It was a lie that caused disbelief, cost him fans and ruined an endorsement deal.
Mid-September, comedian and The League star Steve Rannazzisi confessed that his old tale of working inside one of the World Trade Center twin towers during the September 11 terrorist attacks in New York was false.
His mea culpa came after the New York Times uncovered the lie. Rannazzisi, 37, tweeted his remorse, calling himself an "immature" young man who made a mistake, said he didn't understand why he said what he said 14 years ago, that he was "truly, truly sorry."
Although Rannazzisi's Comedy Central special still aired the following weekend, Buffalo Wild Wings severed its relationship with the comedian shortly after, pulling its ads featuring Rannazzisi from television.

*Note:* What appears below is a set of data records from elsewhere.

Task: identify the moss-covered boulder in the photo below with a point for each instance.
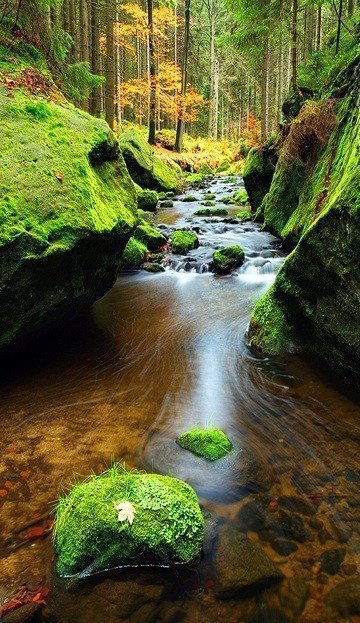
(227, 259)
(258, 172)
(147, 169)
(149, 236)
(134, 255)
(147, 199)
(241, 197)
(183, 241)
(315, 297)
(211, 212)
(120, 519)
(67, 205)
(210, 443)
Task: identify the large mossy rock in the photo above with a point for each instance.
(258, 172)
(210, 443)
(147, 169)
(167, 527)
(227, 259)
(67, 206)
(314, 301)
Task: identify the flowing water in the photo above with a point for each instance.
(159, 354)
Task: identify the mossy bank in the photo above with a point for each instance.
(67, 205)
(314, 302)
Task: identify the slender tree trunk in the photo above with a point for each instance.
(318, 28)
(153, 77)
(340, 11)
(180, 122)
(109, 64)
(265, 92)
(95, 99)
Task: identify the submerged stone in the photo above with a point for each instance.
(241, 566)
(183, 241)
(167, 526)
(227, 259)
(210, 443)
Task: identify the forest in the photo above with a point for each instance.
(179, 311)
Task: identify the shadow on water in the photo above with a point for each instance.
(157, 355)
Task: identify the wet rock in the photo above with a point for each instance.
(345, 597)
(331, 560)
(241, 566)
(284, 547)
(296, 505)
(294, 593)
(291, 526)
(29, 613)
(262, 613)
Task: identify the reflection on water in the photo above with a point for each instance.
(157, 355)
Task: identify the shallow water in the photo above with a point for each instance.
(157, 355)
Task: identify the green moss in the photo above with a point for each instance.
(223, 166)
(168, 526)
(241, 197)
(244, 214)
(211, 212)
(210, 443)
(149, 236)
(147, 199)
(195, 178)
(268, 329)
(67, 209)
(152, 267)
(227, 259)
(184, 241)
(147, 169)
(134, 255)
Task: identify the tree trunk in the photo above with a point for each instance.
(265, 92)
(95, 99)
(109, 65)
(152, 68)
(180, 121)
(339, 27)
(294, 45)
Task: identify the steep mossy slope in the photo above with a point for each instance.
(67, 204)
(315, 300)
(147, 169)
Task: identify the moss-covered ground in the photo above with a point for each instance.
(167, 528)
(209, 443)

This Tuesday, Rannazzisi went a step past his tweeted apologies, subjecting himself to Howard Stern's probing curiosity: Why tell such an offensive lie at all?
The comedian told Stern the story was a spur-of-the-moment mistake on stage that became nearly impossible to take back. "It wasn't calculated at all," he said on Stern's show, looking nervous. "It was as simple as sitting at the Comedy Store and everyone (being) like, 'Hey, you're from New York?' 'Yeah.' 'Were you just there? You were around?' 'Yeah, I was downtown.' 'You worked there?' 'Yeah, I did.'"

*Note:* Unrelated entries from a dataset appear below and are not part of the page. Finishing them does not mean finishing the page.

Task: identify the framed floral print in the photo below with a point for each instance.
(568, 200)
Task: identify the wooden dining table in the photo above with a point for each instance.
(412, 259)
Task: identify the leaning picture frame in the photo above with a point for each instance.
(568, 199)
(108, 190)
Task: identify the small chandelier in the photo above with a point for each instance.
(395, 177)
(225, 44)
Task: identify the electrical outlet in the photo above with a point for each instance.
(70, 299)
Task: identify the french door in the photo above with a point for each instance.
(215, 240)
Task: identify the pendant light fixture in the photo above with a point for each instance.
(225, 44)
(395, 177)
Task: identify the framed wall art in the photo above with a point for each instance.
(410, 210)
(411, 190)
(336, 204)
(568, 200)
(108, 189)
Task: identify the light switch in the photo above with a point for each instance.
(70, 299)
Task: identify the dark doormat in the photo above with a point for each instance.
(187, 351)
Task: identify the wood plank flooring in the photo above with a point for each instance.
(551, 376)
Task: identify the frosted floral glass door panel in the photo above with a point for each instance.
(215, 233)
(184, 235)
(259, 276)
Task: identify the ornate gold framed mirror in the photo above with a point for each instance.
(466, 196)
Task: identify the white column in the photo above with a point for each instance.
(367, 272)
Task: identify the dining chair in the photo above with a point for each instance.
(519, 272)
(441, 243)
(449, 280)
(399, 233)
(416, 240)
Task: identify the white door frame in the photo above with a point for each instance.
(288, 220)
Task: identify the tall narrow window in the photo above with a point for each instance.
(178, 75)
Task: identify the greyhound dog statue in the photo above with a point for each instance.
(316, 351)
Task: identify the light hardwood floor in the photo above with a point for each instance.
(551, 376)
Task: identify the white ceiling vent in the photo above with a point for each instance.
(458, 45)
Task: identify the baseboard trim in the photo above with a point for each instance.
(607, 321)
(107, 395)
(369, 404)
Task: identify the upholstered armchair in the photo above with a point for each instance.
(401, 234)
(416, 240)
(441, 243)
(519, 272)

In the crowd were famous comedians like Pauly Shore and Andrew Dice Clay, who began to offer support. Rannazzisi says he didn't know how to take the tall tale back.

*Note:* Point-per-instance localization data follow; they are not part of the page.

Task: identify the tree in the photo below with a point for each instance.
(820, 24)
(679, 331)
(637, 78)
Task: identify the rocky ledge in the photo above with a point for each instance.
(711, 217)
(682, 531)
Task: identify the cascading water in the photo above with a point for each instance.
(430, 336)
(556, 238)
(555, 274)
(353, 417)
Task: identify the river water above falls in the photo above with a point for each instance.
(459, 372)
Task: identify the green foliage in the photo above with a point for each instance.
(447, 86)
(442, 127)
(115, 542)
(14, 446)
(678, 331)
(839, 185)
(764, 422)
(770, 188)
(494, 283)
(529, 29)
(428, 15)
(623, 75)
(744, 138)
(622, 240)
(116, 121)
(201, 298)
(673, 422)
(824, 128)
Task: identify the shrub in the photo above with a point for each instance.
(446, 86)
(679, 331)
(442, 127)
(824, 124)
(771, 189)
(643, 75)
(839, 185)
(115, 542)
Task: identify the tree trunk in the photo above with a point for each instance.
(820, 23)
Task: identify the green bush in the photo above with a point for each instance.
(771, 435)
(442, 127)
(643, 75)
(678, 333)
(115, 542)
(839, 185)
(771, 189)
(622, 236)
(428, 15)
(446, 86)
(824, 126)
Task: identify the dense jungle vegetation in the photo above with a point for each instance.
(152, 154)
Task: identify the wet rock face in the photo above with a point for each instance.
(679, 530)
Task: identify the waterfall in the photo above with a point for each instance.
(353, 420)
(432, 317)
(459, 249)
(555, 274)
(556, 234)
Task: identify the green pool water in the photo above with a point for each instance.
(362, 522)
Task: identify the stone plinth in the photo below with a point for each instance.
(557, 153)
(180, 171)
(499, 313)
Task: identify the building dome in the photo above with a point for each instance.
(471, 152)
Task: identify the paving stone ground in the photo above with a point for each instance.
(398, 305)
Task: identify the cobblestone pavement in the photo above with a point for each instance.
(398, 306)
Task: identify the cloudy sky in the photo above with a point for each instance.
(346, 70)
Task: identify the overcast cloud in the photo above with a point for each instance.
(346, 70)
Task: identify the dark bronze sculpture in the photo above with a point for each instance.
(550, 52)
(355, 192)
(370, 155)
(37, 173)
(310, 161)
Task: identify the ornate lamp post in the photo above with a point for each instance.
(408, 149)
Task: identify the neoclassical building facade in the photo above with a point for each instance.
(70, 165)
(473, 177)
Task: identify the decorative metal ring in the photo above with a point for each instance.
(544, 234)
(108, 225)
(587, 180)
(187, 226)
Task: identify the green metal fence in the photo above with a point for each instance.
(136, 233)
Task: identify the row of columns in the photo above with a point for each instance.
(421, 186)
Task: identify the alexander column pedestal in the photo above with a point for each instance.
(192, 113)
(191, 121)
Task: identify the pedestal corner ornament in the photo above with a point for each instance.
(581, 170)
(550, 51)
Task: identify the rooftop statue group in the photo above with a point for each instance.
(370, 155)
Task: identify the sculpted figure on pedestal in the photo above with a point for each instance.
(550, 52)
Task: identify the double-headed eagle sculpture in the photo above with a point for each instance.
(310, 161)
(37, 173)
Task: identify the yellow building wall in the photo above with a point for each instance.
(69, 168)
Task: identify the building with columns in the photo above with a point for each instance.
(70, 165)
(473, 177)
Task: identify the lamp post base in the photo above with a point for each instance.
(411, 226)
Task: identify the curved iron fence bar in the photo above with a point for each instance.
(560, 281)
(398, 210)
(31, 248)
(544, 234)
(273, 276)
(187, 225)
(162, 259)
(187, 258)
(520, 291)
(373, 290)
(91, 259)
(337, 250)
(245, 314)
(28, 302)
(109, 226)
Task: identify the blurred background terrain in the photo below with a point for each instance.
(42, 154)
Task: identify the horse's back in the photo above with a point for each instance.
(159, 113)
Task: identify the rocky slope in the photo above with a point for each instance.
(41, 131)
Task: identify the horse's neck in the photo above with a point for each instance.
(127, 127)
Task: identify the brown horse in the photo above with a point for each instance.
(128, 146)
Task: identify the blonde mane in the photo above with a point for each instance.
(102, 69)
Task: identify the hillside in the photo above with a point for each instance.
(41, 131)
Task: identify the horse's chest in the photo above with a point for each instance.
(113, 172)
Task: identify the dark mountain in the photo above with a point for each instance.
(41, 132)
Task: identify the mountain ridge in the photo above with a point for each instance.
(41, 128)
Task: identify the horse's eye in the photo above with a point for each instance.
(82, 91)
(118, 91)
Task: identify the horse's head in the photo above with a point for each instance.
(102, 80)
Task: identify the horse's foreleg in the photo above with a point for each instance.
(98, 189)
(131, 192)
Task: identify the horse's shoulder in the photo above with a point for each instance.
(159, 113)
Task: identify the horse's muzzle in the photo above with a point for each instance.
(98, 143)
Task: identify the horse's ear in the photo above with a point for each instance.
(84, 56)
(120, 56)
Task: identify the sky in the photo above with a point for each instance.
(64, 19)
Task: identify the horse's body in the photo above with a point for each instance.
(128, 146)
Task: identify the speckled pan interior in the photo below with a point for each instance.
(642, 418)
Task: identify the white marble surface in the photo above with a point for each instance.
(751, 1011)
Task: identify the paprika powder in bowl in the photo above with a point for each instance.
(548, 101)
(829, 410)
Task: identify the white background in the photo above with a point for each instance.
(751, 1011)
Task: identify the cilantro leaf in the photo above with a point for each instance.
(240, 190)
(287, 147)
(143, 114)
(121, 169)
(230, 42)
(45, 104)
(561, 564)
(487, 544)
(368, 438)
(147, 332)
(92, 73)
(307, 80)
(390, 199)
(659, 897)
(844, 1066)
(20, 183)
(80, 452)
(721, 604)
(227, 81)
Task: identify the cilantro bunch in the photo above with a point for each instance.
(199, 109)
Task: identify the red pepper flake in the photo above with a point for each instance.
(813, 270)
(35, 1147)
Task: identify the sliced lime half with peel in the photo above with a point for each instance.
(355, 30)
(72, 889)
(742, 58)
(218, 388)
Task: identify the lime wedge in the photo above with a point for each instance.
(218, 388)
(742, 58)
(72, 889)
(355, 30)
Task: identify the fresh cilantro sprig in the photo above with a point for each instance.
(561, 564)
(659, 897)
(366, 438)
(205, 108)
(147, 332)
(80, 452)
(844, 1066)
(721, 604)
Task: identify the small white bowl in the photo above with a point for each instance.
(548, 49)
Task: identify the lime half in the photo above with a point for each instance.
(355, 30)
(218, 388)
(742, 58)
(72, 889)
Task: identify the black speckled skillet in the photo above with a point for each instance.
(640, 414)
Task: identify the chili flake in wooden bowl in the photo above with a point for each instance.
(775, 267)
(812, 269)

"You have like 15 seconds to go, 'Wait, hold on, stop, wait, I'm sorry, that's not true.' And if you pass that 15 seconds, now it becomes a thing where you're like — 'Now I have to be the guy who is very strange and weird and just said I lied about 9/11.'"
During the 40-minute interview with Stern, Rannazzisi also apologized again to people close to those who actually died on 9/11. "I know what I did was terrible," he said. "And I know that I hurt a lot of people," he told Stern. "In my heart I feel awful that my dumb mistake created this story that hit a wound that should never have been touched."